Abstract

Microfarms are commercial soil-based market gardens with <1.5ha of organic vegetables per farmer seeking to make a living on that small acreage by combing high land-use intensity, low input and few mechanized practices with direct sells. Insights in their profitability are missing in literature. Our research objective was to build a simulation model of micro-farms' income and agricultural area based on farmers' expertise. An interactive development based on grounded modelling was implemented. This implied an inductive qualitative analysis and farmers' participation to collect data and to build and validate the model. With data collected on 20 micro-farms', a stochastic simulation model (MERLIN) was built, combining (i) two mixed models to predict yields and workload for 50 crops, and (ii) a crop-planning model.

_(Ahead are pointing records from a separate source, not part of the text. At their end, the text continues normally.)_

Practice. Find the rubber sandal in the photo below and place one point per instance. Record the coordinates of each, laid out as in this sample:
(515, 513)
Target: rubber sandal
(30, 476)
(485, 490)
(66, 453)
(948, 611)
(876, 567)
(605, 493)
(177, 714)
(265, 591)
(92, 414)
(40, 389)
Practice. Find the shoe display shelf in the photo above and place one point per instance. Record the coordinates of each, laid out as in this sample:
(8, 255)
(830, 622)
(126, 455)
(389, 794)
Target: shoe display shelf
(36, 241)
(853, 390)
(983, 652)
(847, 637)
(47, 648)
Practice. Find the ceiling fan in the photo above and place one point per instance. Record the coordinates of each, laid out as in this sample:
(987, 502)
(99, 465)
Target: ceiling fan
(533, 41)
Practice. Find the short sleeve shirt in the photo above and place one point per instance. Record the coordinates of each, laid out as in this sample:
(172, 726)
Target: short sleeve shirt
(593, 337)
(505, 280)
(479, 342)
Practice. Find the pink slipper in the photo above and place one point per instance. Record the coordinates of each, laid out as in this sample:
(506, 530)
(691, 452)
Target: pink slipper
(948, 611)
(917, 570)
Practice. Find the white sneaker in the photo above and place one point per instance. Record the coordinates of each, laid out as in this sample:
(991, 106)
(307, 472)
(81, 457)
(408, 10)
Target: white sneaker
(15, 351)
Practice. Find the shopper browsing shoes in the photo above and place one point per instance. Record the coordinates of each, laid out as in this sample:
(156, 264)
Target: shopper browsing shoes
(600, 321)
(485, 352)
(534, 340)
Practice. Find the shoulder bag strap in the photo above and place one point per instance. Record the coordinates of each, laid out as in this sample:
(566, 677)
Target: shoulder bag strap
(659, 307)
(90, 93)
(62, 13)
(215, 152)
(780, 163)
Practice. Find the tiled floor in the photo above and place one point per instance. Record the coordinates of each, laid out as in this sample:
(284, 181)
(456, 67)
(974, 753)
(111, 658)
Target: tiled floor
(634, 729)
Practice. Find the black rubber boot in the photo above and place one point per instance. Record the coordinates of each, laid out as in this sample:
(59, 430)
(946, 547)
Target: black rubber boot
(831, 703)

MERLIN generates cropping plans that match the complex and temporal commercial requirements for direct selling of vegetable boxes through community-supported agricultural schemes. The model was validated with various strategic choices, climate assumptions and annual workload. Our model was judged relevant and legitimate by agricultural practitioners because it was not prescriptive and corresponds to strategic preferences of organic farmers. Grounded modelling is promising to create generic knowledge adapted to radical organic farming systems, but some epistemological implications require further investigation, e.g. by taking benefit from the transdisciplinary framework developed in agroecological studies.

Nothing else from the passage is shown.